8. The process of any one of claims 1 to 7, wherein the polyurethane prepolymer has a viscosity in the range of 500 mPa.s to 100000 mPa.s, preferably in the range of 1000 mPa.s to 50000 mPa.s, most preferably in the range of 1500 mPa.s to 25000 mPa.s, at the temperature at which the polyurethane prepolymer is used in the process.

9. An apparatus suitable for continuously producing aqueous polyurethanes dispersions, comprising

a. a mixing chamber, arranged horizontally or vertically; and b. a mixing device not of the rotor-stator type, inside the mixing

chamber in a central position or in an eccentric position, that can create a turbulent mixing regime; and

c. an inlet 1, an inlet 2 and optionally an inlet 3 into the mixing

chamber, said inlets being arranged such that hquids from the inlets can be introduced simultaneously into the mixing chamber; and

d. at least one collection tank arranged with stirring means; and e. optionally a static mixer arranged between the mixing chamber and the collecting tank or collecting tanks such that the outflow from the mixing chamber passes the static mixer.

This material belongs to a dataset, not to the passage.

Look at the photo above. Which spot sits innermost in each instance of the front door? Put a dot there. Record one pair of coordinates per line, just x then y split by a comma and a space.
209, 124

10. The apparatus of claim 9, suitable or arranged for performing the process of any one of claims 1 to 8.

11. The apparatus of claim 9 or 10, wherein said mixing chamber has a cylindrical shape, preferably with baffles, or has an elliptical shape, preferably with baffles, or has a rectangular shape, optionally with baffles, or has a convex polygonal shape, optionally with baffles.

12. The apparatus of any one of claims 9 to 11, wherein the mixing chamber comprises one or more axes equipped with one or more propeller blades, ribbon blades, cowless blades, turbine blades, curves blade paddles, flat blade turbine, open blades, paddles blades, spiral propeller blades, radial flow blades, toothed discs or turbine vortex blades, or a combination thereof.

13. The product obtainable by or produced according to the process of any one of claims 1 to 8.

14. The use of the apparatus of any one of claims 9 to 12 for producing aqueous polyurethane dispersions in a continuous manner.

15. The product obtainable by using the apparatus of any one of claims 9 to 12.

16. Use of the aqueous polyurethane dispersions obtained according to any one of claims 1 to 8 as coating material for any desired substrate or as adhesive.